= Khan Jajja =

Khan Jajja is a village in Sialkot Tehsil, Sialkot District, Punjab, Pakistan.

Jajja (जज्ज) Jaja (जज) is a Muslim Jat clan found in Pakistan. Jaji (जजी) clan is also found in Afghanistan.[1]

==Genealogy of Jajja==

H.A. Rose[2] provides us the following genealogy as given by the Mirasi at Pandndwala in the Chiniot Tahsil of the Jhang District : —

Punwar. → Udadip. → Jagdeo.→ Karral.→ Gaidal.→ Sulangi. → Vimian. → Butta.→ Aira.→ Jajja.→ Jaisal.→ Ranu. → Khiva. → Kharral.→ Buddh.→ Gaddan.→ Deore.→ Udrath.→ Sareg.→ Jagsin. → Kaulra. → Vasu. + Visa.

==History==

Jajjah (जज्जाह) (and) Jathol (जथोल ), a tribe of Jats, found in Sialkot.

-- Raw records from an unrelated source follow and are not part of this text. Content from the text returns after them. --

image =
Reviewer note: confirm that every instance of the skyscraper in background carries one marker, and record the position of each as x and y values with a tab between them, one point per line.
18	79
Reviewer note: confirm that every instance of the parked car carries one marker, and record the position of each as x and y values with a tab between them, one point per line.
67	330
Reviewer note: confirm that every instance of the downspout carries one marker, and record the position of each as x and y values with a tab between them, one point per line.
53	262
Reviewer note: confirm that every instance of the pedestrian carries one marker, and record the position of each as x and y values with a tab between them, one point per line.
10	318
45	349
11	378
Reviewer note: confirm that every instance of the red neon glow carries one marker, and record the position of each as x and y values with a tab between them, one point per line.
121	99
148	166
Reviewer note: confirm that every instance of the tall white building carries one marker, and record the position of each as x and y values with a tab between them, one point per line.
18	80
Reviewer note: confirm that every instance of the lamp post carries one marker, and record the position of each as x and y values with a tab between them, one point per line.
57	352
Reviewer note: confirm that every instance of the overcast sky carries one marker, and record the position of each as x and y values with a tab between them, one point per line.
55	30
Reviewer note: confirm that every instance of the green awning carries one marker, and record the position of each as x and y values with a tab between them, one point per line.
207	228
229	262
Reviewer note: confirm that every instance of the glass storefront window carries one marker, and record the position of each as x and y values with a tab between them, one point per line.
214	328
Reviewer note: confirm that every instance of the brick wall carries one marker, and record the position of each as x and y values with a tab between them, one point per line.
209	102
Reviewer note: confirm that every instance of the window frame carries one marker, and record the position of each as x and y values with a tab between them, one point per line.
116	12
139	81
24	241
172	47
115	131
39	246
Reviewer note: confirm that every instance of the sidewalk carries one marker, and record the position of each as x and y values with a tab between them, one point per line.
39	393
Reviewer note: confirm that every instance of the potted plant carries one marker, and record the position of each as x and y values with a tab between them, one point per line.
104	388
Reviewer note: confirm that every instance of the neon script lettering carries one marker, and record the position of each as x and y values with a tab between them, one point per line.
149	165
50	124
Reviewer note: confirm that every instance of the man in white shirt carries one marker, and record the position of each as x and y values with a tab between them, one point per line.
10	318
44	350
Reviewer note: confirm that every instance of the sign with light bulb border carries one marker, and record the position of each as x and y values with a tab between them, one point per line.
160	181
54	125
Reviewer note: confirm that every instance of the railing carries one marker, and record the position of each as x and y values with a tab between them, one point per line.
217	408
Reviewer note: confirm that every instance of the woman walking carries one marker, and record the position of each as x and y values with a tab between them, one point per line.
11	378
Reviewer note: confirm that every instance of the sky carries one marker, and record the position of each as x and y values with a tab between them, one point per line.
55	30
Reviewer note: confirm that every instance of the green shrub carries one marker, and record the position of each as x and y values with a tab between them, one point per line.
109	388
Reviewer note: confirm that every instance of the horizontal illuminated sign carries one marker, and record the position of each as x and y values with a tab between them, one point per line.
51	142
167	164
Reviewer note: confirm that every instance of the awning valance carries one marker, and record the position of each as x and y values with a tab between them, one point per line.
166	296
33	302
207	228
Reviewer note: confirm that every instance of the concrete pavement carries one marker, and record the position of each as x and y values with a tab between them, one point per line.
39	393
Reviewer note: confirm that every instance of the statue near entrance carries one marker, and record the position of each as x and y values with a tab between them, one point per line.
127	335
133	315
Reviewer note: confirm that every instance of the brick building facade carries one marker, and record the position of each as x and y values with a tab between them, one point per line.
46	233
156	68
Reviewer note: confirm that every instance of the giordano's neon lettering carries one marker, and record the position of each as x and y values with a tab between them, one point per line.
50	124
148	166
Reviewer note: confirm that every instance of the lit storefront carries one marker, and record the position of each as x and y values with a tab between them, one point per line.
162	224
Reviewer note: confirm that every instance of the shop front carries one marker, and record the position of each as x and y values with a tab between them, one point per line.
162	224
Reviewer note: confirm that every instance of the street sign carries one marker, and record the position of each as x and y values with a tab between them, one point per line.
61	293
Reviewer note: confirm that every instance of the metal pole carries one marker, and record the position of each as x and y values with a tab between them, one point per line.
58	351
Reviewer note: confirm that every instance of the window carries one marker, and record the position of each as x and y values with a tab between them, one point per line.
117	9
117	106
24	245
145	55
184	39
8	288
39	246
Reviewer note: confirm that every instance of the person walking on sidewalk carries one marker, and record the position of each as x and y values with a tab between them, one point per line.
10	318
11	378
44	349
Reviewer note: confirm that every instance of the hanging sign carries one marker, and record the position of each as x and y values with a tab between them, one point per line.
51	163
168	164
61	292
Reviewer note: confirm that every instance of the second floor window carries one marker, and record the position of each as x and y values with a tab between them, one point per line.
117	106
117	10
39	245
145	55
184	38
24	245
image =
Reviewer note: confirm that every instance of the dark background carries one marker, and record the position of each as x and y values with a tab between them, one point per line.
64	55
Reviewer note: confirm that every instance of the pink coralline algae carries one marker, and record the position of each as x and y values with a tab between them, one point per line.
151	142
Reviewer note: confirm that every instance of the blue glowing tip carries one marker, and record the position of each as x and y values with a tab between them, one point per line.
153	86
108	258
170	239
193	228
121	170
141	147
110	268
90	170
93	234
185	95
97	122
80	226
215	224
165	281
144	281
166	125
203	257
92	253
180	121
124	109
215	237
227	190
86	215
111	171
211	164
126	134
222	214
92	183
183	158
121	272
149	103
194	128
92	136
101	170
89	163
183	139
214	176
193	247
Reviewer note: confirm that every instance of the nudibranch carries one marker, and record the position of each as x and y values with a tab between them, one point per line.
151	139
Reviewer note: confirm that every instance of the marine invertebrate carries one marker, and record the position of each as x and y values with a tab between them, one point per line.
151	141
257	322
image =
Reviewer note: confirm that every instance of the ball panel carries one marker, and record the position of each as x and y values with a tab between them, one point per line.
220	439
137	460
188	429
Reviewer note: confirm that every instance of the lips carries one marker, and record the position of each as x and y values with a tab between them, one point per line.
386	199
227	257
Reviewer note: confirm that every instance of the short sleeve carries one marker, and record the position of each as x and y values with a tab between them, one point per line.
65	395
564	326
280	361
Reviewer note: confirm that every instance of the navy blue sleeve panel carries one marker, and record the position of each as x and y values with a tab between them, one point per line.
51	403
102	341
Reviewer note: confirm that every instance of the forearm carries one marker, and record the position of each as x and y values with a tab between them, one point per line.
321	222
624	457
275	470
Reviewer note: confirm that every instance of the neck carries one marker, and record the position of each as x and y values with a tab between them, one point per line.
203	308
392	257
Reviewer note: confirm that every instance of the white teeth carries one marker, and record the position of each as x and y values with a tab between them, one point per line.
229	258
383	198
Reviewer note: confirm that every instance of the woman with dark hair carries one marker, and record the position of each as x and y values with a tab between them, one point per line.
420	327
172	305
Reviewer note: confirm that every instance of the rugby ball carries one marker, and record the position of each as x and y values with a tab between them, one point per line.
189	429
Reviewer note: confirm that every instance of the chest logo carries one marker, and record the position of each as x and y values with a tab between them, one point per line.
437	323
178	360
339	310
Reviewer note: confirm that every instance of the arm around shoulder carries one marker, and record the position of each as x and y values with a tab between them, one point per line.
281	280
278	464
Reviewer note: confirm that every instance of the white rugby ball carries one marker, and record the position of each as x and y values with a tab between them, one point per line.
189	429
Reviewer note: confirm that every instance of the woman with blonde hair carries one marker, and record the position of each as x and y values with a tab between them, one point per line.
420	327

They claim Solar Rajput origin and say that their ancestor, Jam, migrated from Multan. His two sons Jaj and Jathol founded villages in the Pasrur tahsil of Sialkot. Their mirasis are Posla, their Brahmans Badhar and their nais Khokhar by got. According to the Customary Law of Sialkot the Jajjah is distinct from the Jathaul.